Most employers are not covered entities, but may have access to information protected by HIPAA, especially if they sponsor a self-funded plan. HIPAA covered entities and business associates must be careful that they are complying with HIPAA while they work to combat the current pandemic.

Generally, if an employer receives information that an employee has been infected with or exposed to the coronavirus, the use and disclosure of such information is not subject to HIPAA, unless the employer has received the information in connection with the administration of its group health plan. Even though not subject to HIPAA, the use and disclosure of such information may be subject to other privacy requirements.

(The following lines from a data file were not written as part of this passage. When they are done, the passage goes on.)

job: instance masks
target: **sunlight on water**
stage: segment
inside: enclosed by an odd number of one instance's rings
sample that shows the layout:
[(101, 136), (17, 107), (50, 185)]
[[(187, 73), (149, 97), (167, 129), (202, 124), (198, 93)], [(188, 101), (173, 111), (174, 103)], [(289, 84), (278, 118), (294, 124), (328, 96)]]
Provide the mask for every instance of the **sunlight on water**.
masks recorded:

Flexible Spending Accounts Requirements

Requirements regarding using flexible spending accounts (FSAs) for qualified medical expenses remain in place, but many expenses related to COVID-19 should fit within this definition. However, if employees are required to take extended periods of unpaid leave, they will not be able to fund their FSAs through payroll deductions.

Under the FMLA, there are alternatives for FSAs when an employee takes unpaid leave:

  1. Pre-pay contributions before going out on leave;
  2. Continue making contributions while out on leave, typically on an after-tax basis; or
  3. Make up the missed payments when they return to work.

Given the fast moving nature of the current crisis, pre-paying may not be an option for most employees. Plan sponsors should determine what their practice has been with respect to unpaid leaves of absence and discuss their options with counsel.

The content of this article is intended to provide a general guide to the subject matter. Specialist advice should be sought about your specific circumstances.